Lawful Intercept training course description Packet based networks require a different approach to Lawful Intercept (LI) than that used in circuit switched networks. This course focuses on what Lawful Interception and Data Retention (DR) means to communications service providers in the IP and NGN areas. The course assumes a basic knowledge of IP networking (i.e. DNS, TCP/UDP, IP, RTP) and the building of services on an IP platform (e.g. SIP, SDP, FTP, HTTP). The course first looks at the regulatory context for LI and DR and how this is translated to a practical architecture.

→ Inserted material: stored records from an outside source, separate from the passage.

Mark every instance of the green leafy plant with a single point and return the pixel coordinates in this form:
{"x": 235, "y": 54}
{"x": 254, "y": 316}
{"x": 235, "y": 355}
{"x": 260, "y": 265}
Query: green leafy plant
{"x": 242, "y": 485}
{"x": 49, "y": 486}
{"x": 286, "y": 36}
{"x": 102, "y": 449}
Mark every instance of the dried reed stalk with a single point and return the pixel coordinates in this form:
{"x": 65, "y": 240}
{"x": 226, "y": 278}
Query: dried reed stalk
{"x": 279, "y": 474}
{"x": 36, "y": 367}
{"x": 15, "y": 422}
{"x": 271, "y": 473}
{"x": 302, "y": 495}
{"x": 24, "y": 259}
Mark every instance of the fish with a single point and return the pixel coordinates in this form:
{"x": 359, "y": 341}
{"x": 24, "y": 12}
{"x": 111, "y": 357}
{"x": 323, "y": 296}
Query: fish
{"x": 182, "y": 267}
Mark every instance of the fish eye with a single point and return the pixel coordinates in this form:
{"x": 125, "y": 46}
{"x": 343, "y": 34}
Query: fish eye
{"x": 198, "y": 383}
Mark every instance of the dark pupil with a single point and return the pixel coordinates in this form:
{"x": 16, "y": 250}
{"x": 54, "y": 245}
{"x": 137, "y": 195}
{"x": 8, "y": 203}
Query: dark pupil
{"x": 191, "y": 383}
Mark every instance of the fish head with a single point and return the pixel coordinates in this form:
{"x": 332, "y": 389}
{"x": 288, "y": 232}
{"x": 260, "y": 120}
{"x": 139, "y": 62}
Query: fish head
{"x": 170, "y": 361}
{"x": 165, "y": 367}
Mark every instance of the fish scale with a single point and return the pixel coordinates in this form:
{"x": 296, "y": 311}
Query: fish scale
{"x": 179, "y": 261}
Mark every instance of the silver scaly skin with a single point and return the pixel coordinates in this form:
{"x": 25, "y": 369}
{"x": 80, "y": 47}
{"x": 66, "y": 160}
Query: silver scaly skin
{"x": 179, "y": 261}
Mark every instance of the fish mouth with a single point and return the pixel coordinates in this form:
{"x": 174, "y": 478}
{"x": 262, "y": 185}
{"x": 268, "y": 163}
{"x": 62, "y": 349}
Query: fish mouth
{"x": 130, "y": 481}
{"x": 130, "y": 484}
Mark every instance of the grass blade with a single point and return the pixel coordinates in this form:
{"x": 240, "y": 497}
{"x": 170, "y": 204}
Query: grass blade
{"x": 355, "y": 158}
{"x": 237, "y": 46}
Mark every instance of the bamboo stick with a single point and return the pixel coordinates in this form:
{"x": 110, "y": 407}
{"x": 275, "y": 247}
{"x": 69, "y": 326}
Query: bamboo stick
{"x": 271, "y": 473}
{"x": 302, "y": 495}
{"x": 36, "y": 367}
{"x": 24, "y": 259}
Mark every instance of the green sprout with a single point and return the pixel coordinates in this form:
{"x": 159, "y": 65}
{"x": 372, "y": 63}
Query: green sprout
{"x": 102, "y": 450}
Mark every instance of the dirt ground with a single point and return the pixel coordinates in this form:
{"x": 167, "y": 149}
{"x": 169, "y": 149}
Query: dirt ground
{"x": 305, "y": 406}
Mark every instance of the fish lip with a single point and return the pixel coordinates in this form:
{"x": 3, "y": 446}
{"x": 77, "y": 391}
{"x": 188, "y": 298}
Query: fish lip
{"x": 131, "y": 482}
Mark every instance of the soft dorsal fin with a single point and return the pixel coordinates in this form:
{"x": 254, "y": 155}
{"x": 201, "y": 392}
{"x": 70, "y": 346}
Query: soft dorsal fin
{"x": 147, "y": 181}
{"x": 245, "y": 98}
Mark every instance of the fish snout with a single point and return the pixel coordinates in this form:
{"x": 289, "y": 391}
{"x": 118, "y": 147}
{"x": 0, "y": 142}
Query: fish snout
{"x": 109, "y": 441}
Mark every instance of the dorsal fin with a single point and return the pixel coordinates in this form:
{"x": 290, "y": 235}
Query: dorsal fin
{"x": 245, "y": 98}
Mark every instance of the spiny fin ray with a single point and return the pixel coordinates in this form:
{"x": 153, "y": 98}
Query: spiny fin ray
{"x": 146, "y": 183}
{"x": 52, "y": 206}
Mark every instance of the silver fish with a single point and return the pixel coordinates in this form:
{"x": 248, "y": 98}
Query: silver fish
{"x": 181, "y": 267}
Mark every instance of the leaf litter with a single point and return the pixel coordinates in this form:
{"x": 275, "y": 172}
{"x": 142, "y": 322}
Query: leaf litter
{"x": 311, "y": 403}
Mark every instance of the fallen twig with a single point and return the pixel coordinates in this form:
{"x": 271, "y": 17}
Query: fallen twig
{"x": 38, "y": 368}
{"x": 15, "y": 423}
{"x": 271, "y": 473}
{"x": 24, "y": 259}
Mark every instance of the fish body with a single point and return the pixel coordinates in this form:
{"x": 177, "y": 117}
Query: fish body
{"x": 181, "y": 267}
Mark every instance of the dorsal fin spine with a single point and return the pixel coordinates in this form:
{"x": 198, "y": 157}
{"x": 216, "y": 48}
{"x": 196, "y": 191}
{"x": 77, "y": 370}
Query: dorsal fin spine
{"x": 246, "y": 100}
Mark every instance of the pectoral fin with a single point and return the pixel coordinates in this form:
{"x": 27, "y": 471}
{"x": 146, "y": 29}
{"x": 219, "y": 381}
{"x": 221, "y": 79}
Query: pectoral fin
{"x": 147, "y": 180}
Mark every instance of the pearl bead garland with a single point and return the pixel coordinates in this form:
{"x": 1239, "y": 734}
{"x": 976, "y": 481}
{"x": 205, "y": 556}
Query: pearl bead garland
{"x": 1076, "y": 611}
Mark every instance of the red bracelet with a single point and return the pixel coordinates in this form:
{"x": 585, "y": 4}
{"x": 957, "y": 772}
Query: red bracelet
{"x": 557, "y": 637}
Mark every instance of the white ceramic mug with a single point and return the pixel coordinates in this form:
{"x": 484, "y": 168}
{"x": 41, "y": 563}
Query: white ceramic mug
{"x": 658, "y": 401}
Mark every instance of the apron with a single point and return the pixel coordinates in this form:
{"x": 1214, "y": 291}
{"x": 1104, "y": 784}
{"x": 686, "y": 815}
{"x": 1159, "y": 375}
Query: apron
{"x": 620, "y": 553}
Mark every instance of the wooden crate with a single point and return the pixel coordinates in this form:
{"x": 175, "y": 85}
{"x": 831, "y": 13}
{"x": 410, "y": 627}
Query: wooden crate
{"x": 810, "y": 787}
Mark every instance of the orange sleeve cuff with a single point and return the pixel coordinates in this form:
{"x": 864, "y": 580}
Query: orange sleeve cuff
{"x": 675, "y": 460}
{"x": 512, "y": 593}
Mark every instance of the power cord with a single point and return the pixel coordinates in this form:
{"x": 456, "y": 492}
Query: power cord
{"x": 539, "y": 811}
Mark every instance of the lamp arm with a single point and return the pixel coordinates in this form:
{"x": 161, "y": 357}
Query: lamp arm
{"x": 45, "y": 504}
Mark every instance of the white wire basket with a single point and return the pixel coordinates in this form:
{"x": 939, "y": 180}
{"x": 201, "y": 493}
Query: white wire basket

What will you learn Recognise the legal and regulatory obligations to provide LI and DR. Identify the components of the handover architecture for each of LI and DR. Identify the preferred location of points of interception and points of retention in the IP network. Map intercepted material to handover protocols. Understand the data mapping defined in the available standards for both LI and DR. Lawful Intercept training course details Who will benefit: Technical and managerial staff needing to implement public networks. Prerequisites: TCP/IP Foundation Duration 1 day Lawful Intercept training course contents What is meant by LI and DR? Review of regulation: Data protection Directive; Data Retention Directive; RIPA. LI architectures Handover and Interception: ETSI standards ES 201 671 and TS 102 232. LI handover protocol IRI and CC handover; correlation; manual interfaces. DR architectures Handover of query results; points of retention. DR query command set Retrieval of retained records. Security concerns Operation privacy; target privacy; storage and transmission integrity. Implementation Identifying PoI and PoR for provided services. LI and DR wrap up Interaction with other services, storage obligations (volume, time, availability).